In a Brazilian prison during the years of dictatorship, four men carve a creed into concrete, words meant to survive brutality. They call themselves Os Filhos da Cela, the Sons of the Cell. What begins as faith becomes legend. What becomes legend turns into something far more dangerous.
Years later, in the hills of Rocinha, that legend has hardened into power. Violence now wears the mask of revolution, and the sons of the original movement fight not for justice, but for control.
When young Alexandre Martins is smuggled out of Brazil after his father's arrest, he carries only a chipped marble and a promise whispered through iron bars. In New York, he learns to survive in orphanages, boxing rings, and city streets that demand strength at any cost. But no ocean is wide enough to silence the past.

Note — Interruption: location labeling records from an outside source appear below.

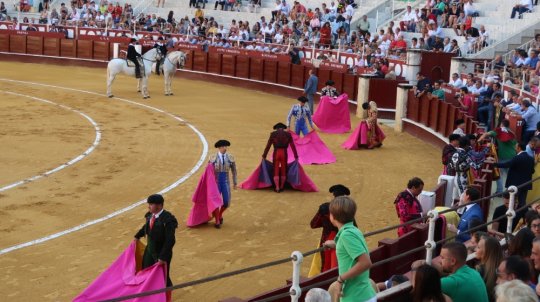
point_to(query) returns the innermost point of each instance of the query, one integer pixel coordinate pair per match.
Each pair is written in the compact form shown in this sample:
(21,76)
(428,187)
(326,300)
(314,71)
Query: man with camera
(423,85)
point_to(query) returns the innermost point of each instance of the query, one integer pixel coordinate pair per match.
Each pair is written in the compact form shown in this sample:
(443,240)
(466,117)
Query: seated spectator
(514,268)
(447,46)
(219,2)
(318,295)
(24,6)
(352,253)
(470,9)
(523,7)
(455,48)
(423,85)
(426,284)
(434,32)
(438,91)
(490,255)
(522,244)
(483,39)
(472,210)
(449,150)
(460,24)
(460,128)
(3,10)
(465,100)
(499,226)
(456,81)
(329,90)
(515,291)
(407,205)
(391,74)
(409,20)
(530,116)
(463,283)
(393,281)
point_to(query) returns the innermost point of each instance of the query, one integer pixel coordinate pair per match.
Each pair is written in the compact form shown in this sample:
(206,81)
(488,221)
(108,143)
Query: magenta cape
(360,136)
(205,199)
(332,115)
(121,279)
(263,175)
(311,150)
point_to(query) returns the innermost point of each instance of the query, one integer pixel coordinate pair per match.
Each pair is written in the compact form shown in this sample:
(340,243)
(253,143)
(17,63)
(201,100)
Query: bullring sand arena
(119,151)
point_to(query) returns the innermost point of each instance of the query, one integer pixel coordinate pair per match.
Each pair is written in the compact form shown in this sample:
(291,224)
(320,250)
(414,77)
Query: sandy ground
(142,152)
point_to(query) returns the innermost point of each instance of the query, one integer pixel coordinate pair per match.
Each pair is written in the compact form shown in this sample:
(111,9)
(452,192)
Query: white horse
(118,65)
(172,60)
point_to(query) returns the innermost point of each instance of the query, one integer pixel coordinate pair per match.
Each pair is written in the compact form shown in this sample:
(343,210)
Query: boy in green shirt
(438,91)
(464,283)
(352,253)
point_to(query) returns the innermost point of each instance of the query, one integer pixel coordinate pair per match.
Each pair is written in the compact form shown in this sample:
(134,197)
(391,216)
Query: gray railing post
(430,244)
(510,213)
(295,290)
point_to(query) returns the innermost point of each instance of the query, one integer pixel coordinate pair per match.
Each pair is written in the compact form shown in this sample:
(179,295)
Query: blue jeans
(519,10)
(224,188)
(301,127)
(527,135)
(502,179)
(482,109)
(310,101)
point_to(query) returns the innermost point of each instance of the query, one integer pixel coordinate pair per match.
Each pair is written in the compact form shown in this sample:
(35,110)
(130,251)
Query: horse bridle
(153,61)
(167,57)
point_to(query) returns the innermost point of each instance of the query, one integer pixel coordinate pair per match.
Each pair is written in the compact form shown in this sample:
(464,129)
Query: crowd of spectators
(293,26)
(290,28)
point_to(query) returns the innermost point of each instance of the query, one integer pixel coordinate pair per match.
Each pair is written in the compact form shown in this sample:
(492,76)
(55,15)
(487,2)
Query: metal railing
(506,34)
(525,46)
(297,257)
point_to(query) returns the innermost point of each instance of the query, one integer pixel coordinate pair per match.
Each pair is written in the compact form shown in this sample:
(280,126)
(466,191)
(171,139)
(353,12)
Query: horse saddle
(130,63)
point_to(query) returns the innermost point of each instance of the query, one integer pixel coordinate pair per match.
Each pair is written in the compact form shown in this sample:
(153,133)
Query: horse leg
(110,80)
(171,76)
(167,83)
(144,87)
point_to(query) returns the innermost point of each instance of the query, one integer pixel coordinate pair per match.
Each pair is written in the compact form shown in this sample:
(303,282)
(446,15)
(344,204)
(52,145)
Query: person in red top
(400,43)
(465,99)
(407,205)
(326,33)
(117,11)
(322,220)
(280,139)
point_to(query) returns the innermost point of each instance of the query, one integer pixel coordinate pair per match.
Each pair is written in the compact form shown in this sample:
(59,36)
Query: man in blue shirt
(531,117)
(472,211)
(310,88)
(533,59)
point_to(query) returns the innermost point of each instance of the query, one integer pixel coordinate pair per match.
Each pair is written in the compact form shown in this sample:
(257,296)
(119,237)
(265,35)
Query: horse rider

As a man, Alexandre returns to Rocinha, no longer a boy fleeing the hill, but not yet the leader it demands. There he must confront the truth about his father, the movement that shaped his bloodline, and the cost of breaking a cycle built in a prison cell decades before.
From Rio's favelas to the immigrant underworld of New York, Sons of the Cell is a sweeping literary drama about exile, legacy, and the fight to choose mercy over inheritance.
A story of fathers and sons. Of faith twisted into fire. Of one man's decision to end the war he was born into.